Around the Palazzo and the Museo Egizio

The Museo Egizio is world’s the oldest museum devoted entirely to ancient Egyptian culture that is also one of the finest in the world, after Cairo's, because it houses what Napoleon plundered from Egypt and Turin got after his downfall. Those artifacts brought to Turin started an age of exploration that expanded the collection. A bit of trivia: Italian archeologists were also inspired to explore Egypt by the sculptured head of a woman found in Turin that had unusual, hieroglyphic-like markings on it. However, it turned out the head wasn't ancient at all, but by then teams were enthusiastically digging in Egypt and bringing more finds back. Hightlights for us included items from the tombs of non-royals and original burial linen dresses or tunics thousands of years old.

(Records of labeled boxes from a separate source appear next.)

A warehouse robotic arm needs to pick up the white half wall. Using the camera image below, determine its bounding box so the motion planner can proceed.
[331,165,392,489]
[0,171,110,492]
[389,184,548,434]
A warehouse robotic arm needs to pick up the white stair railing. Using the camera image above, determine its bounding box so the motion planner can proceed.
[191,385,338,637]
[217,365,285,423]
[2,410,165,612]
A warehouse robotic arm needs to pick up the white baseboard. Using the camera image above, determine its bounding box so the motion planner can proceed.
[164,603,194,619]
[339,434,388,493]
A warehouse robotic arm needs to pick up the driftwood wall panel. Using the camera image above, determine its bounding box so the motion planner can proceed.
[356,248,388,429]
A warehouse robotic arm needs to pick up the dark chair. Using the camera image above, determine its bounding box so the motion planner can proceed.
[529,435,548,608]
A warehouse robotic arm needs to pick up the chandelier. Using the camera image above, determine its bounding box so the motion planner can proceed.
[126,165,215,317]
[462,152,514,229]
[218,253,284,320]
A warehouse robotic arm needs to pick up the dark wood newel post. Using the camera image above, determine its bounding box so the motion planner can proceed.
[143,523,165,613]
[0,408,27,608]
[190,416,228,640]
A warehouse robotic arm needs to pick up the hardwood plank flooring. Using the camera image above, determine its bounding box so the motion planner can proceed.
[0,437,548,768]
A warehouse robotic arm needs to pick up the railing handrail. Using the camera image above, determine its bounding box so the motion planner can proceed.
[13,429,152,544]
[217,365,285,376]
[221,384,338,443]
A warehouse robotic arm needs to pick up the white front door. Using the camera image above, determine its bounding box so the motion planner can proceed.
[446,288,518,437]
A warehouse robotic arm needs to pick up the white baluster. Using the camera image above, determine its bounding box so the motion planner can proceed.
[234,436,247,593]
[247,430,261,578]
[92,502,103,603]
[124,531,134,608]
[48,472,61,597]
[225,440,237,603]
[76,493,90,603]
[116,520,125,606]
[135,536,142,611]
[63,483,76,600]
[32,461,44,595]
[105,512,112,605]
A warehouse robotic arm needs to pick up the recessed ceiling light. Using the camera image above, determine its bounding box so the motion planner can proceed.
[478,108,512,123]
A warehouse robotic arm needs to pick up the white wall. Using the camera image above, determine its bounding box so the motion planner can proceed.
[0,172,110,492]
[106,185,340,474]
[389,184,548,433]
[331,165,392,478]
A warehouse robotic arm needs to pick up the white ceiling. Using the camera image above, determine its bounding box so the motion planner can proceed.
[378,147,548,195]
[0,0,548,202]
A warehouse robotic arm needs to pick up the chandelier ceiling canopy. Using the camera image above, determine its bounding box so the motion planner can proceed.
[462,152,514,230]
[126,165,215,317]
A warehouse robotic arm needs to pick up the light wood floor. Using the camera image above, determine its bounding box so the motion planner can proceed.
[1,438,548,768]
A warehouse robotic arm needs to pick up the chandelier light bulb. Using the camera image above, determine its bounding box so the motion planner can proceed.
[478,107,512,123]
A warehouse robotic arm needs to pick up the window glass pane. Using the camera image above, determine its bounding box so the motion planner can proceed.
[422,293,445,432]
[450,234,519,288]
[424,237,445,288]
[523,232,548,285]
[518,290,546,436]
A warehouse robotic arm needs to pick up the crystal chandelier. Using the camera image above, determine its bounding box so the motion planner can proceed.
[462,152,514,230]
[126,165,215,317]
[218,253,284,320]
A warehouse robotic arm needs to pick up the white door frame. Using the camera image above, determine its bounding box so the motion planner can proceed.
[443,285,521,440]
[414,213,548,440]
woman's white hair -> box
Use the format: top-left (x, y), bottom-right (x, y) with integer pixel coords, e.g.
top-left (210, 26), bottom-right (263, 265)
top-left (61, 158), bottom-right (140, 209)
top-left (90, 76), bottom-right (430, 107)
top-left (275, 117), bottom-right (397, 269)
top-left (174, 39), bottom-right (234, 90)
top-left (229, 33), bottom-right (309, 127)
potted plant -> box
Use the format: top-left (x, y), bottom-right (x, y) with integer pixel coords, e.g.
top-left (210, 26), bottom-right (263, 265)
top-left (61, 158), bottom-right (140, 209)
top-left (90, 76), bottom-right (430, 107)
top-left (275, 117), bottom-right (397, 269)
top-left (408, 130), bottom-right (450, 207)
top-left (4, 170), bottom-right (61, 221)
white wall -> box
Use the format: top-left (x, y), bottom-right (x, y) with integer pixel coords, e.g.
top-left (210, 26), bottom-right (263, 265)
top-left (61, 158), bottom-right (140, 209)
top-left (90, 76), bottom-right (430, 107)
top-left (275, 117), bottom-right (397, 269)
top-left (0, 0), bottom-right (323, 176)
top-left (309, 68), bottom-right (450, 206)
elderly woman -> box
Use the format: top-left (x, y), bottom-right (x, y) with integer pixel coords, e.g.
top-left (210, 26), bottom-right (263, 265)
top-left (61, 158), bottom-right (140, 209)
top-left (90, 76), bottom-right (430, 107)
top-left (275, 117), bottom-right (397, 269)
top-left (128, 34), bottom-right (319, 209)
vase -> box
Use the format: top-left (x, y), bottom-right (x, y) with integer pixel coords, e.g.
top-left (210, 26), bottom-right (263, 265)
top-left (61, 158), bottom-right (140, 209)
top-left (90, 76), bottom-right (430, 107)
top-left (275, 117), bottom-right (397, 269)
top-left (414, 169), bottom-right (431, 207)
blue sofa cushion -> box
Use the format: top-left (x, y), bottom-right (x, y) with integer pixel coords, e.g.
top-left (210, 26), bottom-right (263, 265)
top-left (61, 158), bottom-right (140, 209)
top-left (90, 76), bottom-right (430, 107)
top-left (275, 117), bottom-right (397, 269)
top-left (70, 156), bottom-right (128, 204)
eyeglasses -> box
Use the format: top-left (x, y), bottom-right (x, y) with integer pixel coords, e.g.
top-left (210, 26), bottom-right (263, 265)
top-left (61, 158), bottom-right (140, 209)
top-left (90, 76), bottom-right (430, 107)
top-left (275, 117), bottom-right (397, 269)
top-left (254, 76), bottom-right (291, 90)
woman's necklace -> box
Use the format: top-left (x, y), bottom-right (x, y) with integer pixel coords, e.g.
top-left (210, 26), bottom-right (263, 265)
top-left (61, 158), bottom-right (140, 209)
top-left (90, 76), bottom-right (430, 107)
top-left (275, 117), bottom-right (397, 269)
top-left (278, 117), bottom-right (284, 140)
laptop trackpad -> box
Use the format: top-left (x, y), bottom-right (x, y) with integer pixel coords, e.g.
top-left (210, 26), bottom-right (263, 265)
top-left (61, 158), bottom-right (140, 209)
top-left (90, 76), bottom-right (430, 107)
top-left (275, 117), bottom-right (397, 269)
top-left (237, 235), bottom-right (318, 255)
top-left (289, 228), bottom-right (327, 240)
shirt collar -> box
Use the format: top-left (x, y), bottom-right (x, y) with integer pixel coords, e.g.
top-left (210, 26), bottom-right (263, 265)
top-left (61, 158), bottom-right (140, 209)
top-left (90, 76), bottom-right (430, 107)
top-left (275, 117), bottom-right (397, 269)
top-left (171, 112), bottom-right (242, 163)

The Palazzo Reale di Torino (Royal Palace) is a historic palace of the House of Savoy. It was originally built in the 16th century and was later modernized by Christine Marie of France (1606–1663) in the 17th century, with designs by the Baroque architect Filippo Juvarra. (Juvarra designed churches and other buildings in Turin. The street bearing his name was right near our hotel.) The palace also includes the Palazzo Chiablese and the Chapel of the Holy Shroud, the latter of which was built to house the famous Shroud of Turin.